Hold out variable importance (VIMP)
Hold out VIMP is calculated from the error rate of mini ensembles of trees (blocks of trees) grown with and without a variable. Applies to all families.
## S3 method for class 'rfsrc' holdout.vimp(formula, data, ntree = function(p, vtry){1000 * p / vtry}, nsplit = 10, ntime = 50, sampsize = function(x){x * .632}, samptype = "swor", block.size = 10, vtry = 1, ...)
formula |
A symbolic description of the model to be fit. |
data |
Data frame containing the y-outcome and x-variables. |
ntree |
Function specifying requested number of trees used for growing the forest. Inputs are dimension and number of holdout variables. The requested number of trees can also be a number. |
nsplit |
Non-negative integer value specifying number of random split points used to split a node (deterministic splitting corresponds to the value zero and is much slower). |
ntime |
Integer value used for survival to
constrain ensemble calculations to a grid of |
sampsize |
Function specifying size of subsampled data. Can also be a number. |
samptype |
Type of bootstrap used. |
vtry |
Number of variables randomly selected to be held out when growing a tree. This can also be set to a list for a targeted hold out VIMP analysis. See details below for more information. |
block.size |
Specifies number of trees in a block when calculating holdout variable importance. |
... |
Further arguments to be passed to |
Holdout variable importance (holdout VIMP) is based on comparing the
results of two mini forests of trees (blocks of trees), the first in
which a random set of vtry
features are held out (the holdout
forest), and the second in which no features are held out (the
baseline forest). The mini forests are constructed from blocks of
trees, where if the block size is one, then this is similar to the
idea of Breiman-Cutler which calculates permuation VIMP using one tree
at a time.
If a feature is held out in a block of trees, we refer to this as the
(feature, block) pair. The bootstrap for the trees in a (feature,
block) pair are identical in both forests. That is, the holdout block
is grow by holding out the feature, and the baseline block is grown
over the same trees, with the same bootstrap, but without holding out
any features. vtry
controls how many features are held out in
every tree. If set to one (default), only one variable is held out in
every tree. Once a (feature, block) of trees has been grown, holdout
VIMP for a given variable v is calculated as follows. Gather the
block of trees where the feature was held out (from the holdout
forest) and calculate OOB prediction error. Next gather the
corresponding block of trees where v was not held out (from the
baseline forest) and calculate OOB prediction error. Holdout VIMP for
the (feature, block) pair is the difference between these two values.

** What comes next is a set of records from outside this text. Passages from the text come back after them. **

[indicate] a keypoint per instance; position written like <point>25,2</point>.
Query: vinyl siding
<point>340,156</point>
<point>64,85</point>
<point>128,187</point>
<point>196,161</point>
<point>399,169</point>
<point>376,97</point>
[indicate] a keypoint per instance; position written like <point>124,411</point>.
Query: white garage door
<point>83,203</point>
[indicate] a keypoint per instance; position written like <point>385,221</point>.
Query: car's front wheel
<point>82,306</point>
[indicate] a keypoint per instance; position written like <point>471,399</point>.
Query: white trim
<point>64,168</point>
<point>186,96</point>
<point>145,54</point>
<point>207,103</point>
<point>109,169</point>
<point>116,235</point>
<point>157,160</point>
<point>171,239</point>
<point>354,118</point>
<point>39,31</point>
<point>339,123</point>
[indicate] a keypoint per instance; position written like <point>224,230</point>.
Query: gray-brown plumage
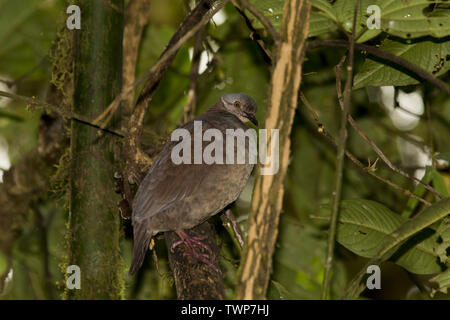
<point>174,197</point>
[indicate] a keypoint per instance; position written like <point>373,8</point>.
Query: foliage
<point>372,212</point>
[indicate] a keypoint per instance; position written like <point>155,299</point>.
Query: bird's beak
<point>252,118</point>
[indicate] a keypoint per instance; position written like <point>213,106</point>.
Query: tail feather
<point>141,241</point>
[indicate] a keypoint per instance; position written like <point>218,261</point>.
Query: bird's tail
<point>141,241</point>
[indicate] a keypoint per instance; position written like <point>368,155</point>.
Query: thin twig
<point>372,143</point>
<point>189,109</point>
<point>369,170</point>
<point>63,113</point>
<point>385,56</point>
<point>230,222</point>
<point>262,18</point>
<point>340,161</point>
<point>254,35</point>
<point>155,71</point>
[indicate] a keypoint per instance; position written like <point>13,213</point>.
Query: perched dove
<point>175,197</point>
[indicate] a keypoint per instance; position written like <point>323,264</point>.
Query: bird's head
<point>241,105</point>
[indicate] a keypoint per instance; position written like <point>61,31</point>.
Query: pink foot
<point>191,243</point>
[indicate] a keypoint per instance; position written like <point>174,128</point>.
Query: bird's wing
<point>167,183</point>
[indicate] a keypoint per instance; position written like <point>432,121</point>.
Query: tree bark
<point>30,179</point>
<point>268,193</point>
<point>94,225</point>
<point>196,280</point>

The final holdout VIMP estimate for a feature v is obtained by averaging
holdout VIMP for (feature=v, block) over all blocks.
To summarize, holdout VIMP measures the importance of a variable when that variable is truly removed from growing the tree.
Accuracy of hold out VIMP depends critically on total number of trees.
If total number of trees is too small, then number of times a variable
is held out will be small and OOB error can suffer from high variance.
Therefore, ntree
should be set fairly high - we recommend using
1000 times the number of features. Increasing vtry
is another
way to increase number of times a variable is held out and therefore
reduces the burden of growing a large number of trees. In particular,
total number of trees needed decreases linearly with vtry
. The
default ntree
equals 1000 trees for each feature divided by
vtry
. Keep in mind intrepretation of holdout VIMP is altered
when vtry
is different than one. Thus this option should be
used with caution.
Accuracy also depends on the value of blocksize
. Smaller
values generally produce better results but are more computationally
demanding. The value of blocksize
should not exceed
ntree
divided by number of features, otherwise there may not be
enough trees to satisify the target block size for a feature and
missing values will result.
Finally, we note that a targeted hold out VIMP analysis can be
requested by setting vtry
to a list with two entries. The
first entry is a vector of integer values specifying the variables of
interest. The second entry is a boolean logical flag indicating
whether individual or joint VIMP should be calculated. For example,
suppose variables 1, 4 and 5 are our variables of interest. To
calculate holdout VIMP for these variables, and these variables only,
vtry
would be specified by
vtry = list(xvar = c(1, 4, 5), joint = FALSE)
On the other hand, if we are interested in the joint effect when we remove the three variables simultaneously, then
vtry = list(xvar = c(1, 4, 5), joint = TRUE)
The benefits of a targeted analysis is that the user may have a pre-conceived idea of which variables are interesting. Only VIMP for these variables will be calculated which greatly reduces computational time. Another benefit is that when joint VIMP is requested, this provides the user with a way to assess importance of specific groups of variables. See the iris example below for illustration.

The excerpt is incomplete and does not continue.